What is the difference between a generator and a list, and when should you prefer a generator?
A list materialises all values in memory at once; a generator produces values one at a time on demand, using O(1) memory regardless of the sequence length. Prefer generators for large or infinite sequences, pipelines, and any situation where you do not need random access.
How to think about it
The core trade-off
A list is a finished container — all values computed and stored upfront. A generator is a recipe — it computes the next value only when asked. The memory difference is dramatic: a list of 10 million items takes ~85 MB; the equivalent generator takes ~104 bytes.

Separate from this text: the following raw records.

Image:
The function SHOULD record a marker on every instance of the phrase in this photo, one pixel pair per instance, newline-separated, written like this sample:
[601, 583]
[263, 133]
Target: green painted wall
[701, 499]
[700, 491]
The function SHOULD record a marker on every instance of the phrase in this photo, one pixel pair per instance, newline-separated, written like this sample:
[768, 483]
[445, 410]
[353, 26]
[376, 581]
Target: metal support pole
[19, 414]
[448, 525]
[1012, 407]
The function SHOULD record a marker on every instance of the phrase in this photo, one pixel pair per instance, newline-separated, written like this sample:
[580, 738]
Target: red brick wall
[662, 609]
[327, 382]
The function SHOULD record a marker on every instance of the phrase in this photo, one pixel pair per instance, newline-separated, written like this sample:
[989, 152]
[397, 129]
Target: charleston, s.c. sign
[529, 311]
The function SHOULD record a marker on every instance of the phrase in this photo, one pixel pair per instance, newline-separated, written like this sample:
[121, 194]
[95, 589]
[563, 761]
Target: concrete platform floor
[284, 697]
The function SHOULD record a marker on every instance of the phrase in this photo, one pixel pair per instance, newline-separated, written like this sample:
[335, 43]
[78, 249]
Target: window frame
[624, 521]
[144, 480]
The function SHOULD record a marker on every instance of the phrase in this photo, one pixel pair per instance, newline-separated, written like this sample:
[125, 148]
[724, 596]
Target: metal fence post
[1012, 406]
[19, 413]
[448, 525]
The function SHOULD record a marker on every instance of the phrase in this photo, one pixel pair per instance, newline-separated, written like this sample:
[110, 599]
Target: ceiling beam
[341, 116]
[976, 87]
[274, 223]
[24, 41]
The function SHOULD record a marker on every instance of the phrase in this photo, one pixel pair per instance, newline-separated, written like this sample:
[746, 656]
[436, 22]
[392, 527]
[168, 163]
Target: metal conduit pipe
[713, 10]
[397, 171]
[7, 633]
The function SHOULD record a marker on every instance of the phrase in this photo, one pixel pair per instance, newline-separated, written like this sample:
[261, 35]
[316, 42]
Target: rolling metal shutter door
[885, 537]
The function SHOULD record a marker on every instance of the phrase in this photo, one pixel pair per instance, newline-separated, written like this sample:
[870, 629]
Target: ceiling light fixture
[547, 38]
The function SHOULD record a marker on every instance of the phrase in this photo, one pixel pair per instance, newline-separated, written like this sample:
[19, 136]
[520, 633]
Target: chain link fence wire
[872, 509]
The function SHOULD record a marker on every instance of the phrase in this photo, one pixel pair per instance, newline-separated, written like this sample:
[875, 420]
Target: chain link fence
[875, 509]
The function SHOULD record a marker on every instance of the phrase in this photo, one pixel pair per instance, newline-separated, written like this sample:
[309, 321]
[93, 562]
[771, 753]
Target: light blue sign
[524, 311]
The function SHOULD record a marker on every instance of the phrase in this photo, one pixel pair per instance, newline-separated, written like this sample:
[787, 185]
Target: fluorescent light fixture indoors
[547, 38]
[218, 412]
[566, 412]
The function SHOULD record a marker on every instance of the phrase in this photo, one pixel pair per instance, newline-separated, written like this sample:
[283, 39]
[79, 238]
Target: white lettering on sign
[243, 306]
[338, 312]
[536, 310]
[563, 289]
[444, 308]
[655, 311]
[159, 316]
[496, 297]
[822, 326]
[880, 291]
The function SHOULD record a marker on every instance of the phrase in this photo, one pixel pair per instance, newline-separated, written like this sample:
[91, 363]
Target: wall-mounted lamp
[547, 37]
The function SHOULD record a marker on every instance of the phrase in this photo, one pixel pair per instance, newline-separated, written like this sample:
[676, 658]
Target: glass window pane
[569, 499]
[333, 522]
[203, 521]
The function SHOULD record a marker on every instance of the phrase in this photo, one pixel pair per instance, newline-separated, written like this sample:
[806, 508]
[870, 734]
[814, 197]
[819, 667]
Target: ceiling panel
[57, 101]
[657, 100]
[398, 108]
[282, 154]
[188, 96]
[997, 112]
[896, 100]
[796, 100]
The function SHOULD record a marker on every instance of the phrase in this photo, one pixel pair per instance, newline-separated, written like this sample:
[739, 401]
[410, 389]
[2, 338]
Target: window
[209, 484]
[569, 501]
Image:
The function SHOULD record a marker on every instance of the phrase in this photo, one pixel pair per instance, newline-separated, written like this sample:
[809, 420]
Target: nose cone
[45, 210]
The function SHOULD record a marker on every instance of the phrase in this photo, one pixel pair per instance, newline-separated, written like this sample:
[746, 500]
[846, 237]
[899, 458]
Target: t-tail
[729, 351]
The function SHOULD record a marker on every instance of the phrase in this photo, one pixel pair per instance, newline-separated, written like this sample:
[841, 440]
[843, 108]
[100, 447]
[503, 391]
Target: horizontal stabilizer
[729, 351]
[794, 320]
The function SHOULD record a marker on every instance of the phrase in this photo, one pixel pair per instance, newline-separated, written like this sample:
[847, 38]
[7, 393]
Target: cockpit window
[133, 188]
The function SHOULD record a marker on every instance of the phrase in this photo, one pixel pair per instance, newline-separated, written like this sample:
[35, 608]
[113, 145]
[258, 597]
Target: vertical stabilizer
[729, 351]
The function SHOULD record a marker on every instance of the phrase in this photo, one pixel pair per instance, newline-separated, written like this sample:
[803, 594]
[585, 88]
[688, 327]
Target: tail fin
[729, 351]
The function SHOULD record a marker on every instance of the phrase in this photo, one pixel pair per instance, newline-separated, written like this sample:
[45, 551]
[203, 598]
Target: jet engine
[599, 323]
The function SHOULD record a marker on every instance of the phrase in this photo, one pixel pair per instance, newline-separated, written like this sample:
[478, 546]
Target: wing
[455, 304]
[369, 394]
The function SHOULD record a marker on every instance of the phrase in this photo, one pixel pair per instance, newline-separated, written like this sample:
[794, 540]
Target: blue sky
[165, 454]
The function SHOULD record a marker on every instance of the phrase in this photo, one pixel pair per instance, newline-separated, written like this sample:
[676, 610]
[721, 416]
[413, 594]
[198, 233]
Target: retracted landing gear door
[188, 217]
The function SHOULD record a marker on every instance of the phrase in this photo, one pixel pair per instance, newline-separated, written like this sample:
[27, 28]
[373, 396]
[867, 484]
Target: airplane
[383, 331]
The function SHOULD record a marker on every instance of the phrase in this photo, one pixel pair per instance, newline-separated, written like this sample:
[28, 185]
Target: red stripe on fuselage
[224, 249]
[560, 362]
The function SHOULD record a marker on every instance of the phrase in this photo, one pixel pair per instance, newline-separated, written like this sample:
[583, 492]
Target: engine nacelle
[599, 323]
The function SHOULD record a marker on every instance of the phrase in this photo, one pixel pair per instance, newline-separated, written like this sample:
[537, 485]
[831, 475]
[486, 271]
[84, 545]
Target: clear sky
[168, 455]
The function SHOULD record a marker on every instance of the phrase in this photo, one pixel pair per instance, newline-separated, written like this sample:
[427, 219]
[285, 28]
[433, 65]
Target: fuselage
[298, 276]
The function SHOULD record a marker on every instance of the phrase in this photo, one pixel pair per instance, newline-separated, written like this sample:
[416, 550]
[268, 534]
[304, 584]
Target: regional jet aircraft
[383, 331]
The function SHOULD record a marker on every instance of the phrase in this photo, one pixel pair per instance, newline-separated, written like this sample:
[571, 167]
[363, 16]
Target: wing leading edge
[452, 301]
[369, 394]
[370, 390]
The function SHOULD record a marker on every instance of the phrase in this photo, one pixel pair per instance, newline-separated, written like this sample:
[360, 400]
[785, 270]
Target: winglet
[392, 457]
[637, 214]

The trade-off is that generators are single-pass: once exhausted, they’re gone. No random access by index. If you need to iterate more than once, convert to a list first or recreate the generator.
Syntax comparison
A list comprehension builds everything immediately. Swap [] for () and you get a lazy generator expression instead:
import sys
big_list = [x * x for x in range(10_000_000)]
print(sys.getsizeof(big_list)) # ~85 MB
big_gen = (x * x for x in range(10_000_000))

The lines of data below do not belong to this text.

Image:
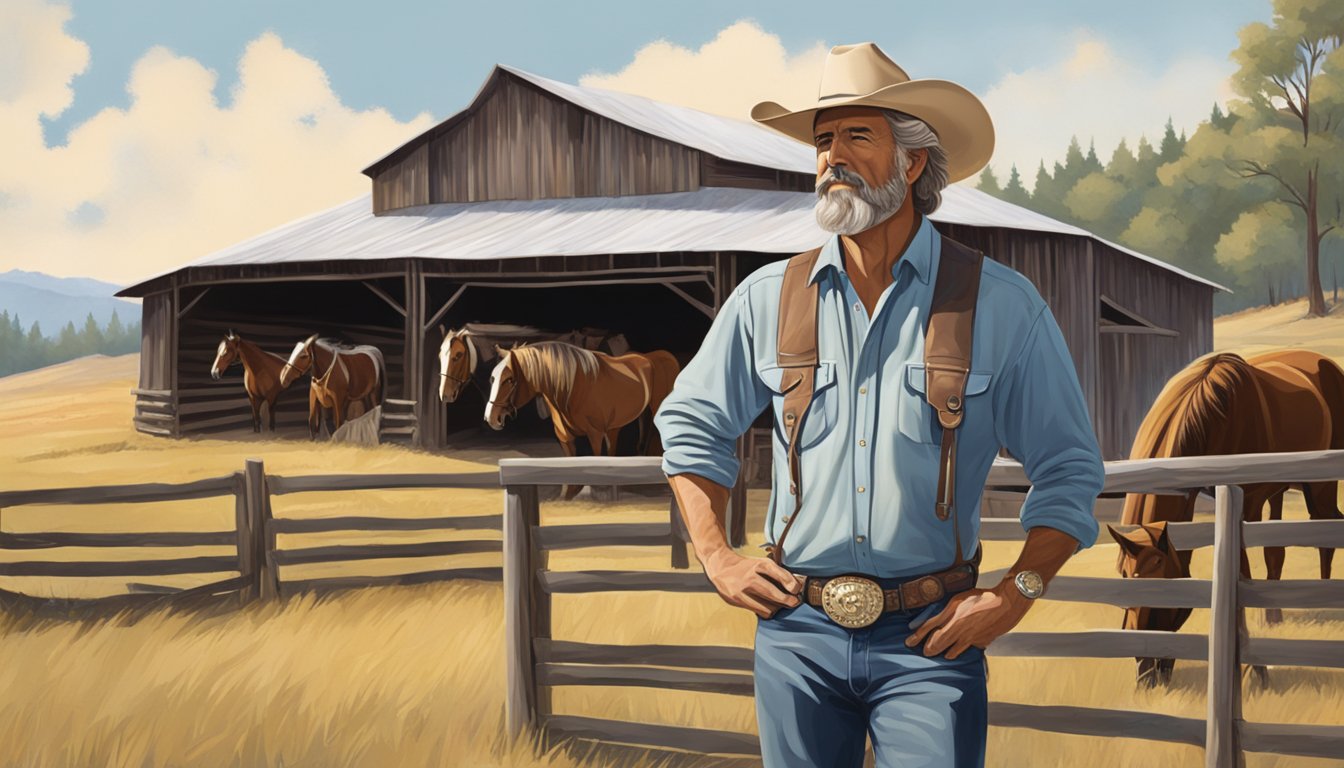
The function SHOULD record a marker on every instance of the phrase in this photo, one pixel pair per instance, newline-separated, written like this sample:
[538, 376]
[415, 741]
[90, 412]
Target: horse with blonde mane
[340, 375]
[589, 394]
[1290, 400]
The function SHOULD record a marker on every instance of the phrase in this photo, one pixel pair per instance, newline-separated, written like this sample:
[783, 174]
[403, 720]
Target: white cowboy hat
[863, 75]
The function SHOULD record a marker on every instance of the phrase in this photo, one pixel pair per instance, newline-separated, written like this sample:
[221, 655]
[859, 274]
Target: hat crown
[858, 70]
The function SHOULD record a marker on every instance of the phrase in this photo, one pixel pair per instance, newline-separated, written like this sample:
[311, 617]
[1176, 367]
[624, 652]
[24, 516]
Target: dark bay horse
[340, 375]
[1289, 400]
[589, 394]
[261, 374]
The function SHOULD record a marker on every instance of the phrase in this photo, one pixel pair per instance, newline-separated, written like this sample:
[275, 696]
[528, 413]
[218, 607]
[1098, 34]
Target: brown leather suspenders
[948, 344]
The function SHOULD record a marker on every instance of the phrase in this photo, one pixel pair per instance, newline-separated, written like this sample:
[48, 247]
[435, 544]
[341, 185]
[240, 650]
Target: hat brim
[960, 120]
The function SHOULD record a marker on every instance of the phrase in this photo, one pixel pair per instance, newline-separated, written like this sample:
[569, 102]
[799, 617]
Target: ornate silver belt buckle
[852, 601]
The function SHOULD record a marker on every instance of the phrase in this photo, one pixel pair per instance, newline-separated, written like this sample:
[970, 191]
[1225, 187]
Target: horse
[261, 374]
[1290, 400]
[589, 394]
[340, 375]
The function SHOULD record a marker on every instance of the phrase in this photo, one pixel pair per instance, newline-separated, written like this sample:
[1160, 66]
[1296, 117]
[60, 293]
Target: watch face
[1030, 584]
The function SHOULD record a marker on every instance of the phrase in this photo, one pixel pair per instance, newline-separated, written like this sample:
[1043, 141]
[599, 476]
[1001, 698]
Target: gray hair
[914, 133]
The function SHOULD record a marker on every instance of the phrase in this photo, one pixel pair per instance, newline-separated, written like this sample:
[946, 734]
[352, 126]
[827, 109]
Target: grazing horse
[340, 375]
[589, 393]
[1290, 400]
[261, 374]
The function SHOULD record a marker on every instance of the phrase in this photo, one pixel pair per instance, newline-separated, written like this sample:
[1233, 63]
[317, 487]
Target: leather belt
[856, 600]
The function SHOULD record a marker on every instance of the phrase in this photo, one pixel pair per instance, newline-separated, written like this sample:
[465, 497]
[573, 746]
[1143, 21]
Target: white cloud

print(sys.getsizeof(big_gen)) # ~104 bytes
Generator functions use yield to suspend and resume:
def read_chunks(filepath, size=4096):
with open(filepath, "rb") as f:
while chunk := f.read(size):
yield chunk
for chunk in read_chunks("dataset.bin"):
process(chunk) # only one chunk in memory at a time
Try it: see the memory difference and the exhaustion trap
Generators compose into pipelines
The real power is composability — each stage of a pipeline is a generator, the whole thing runs in constant memory, and sum (or any consumer) drives all stages:
lines = (line.strip() for line in open("log.txt"))
records = (line.split(",") for line in lines if line)
values = (float(r[2]) for r in records)
total = sum(values) # entire pipeline runs in constant memory
The key insight
Every for loop, sum, list, and join drives a generator by calling next() in a loop. A generator just decides how much work to do per call. That’s the entire model — the syntax (yield) is just Python’s way of letting a function pause and resume.